Rencana Ulang

10 4 0
                                        


Ian dan Irene yang melihat penampilan berantakan Aiba, berlari dengan cepat untuk mendekat. Ian langsung sadar dengan luka yang ada di tangan Aiba.

"Ahk! Lo habis ngapain?!" tanya Ian panik yang melihat tangan kanan Aiba yang masih meneteskan darah segar. Zion yang tersadar dengan lukannya juga, langsung bangkit dan mengambil kotak P3K yang ada di salah satu lemari kecil yang ada di sudut aula Phentra Hitam. Semuanya kini mengelilingi Aiba yang diam mematung di tempatnya dengan darah yang menetes dari tangan kanannya.

"Aiba! Jawab gue?!" tanya Ian lagi, karena tidak mendapatkan jawaban.

"Udah! Bawah dia ke ruangan gue dulu!" pinta Zion. Ian yang tengah menutup tangan kanan Aiba dengan bajunya, berdecak dengan keras dan langsung mengangkatnya menuju ruangan Zion.

Setelah masuk ke dalam ruangan Zion, Ian mendudukkan Aiba di atas sofa yang ada di dalam ruangan itu. Aiba masih diam dan tangan kirinya terus memegang sepatu putihnya.

"Aiba jawab gue, lo habis ngapain?" tanya Ian lagi.

"Lah! Lo habis ngapain woy! Beling sebanyak ini kok bisa nancap di kaki lo?!" tanya Zion yang melihat kaki Aiba yang terus mengeluarkan darah segar juga.

"Sha! Sayang, Sha abis ngapain?" tanya Ian lembut. Zion hanya diam dan mengambil alih kaki Aiba. Natan, Jean, Naisa, dan Irene, hanya diam mengelilingi Aiba, Ian dan Zion.

"Ayah mau nikah, An," jawab Aiba pelan sambil menyandarkan kepalanya di sandaran sofa. Tanpa sadar, air matanya mulai luruh. Semuanya yang mendengar ucapan Aiba, terkejut bukan main.

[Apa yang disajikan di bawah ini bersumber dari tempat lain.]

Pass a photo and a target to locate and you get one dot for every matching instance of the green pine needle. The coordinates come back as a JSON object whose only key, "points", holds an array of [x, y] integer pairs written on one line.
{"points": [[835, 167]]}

"Hah! Aiba, becanda," balas Irene yang tidak percaya. Ia menggelengkan kepalanya tidak percaya dengan ucapan Aiba. Semuanya tidak masuk akal menurutnya.

"Gue gak becanda. Parahnya lagi dia mau nikah sama perempuan gak tau diri itu," ucap Aiba sambil menutup wajahnya dengan tangan kirinya. Ia berusaha menahan air matanya agar tidak terus mengalir. Namun, itu hanya sia-sia. Wajah Ibunya perlahan muncul dalam benaknya.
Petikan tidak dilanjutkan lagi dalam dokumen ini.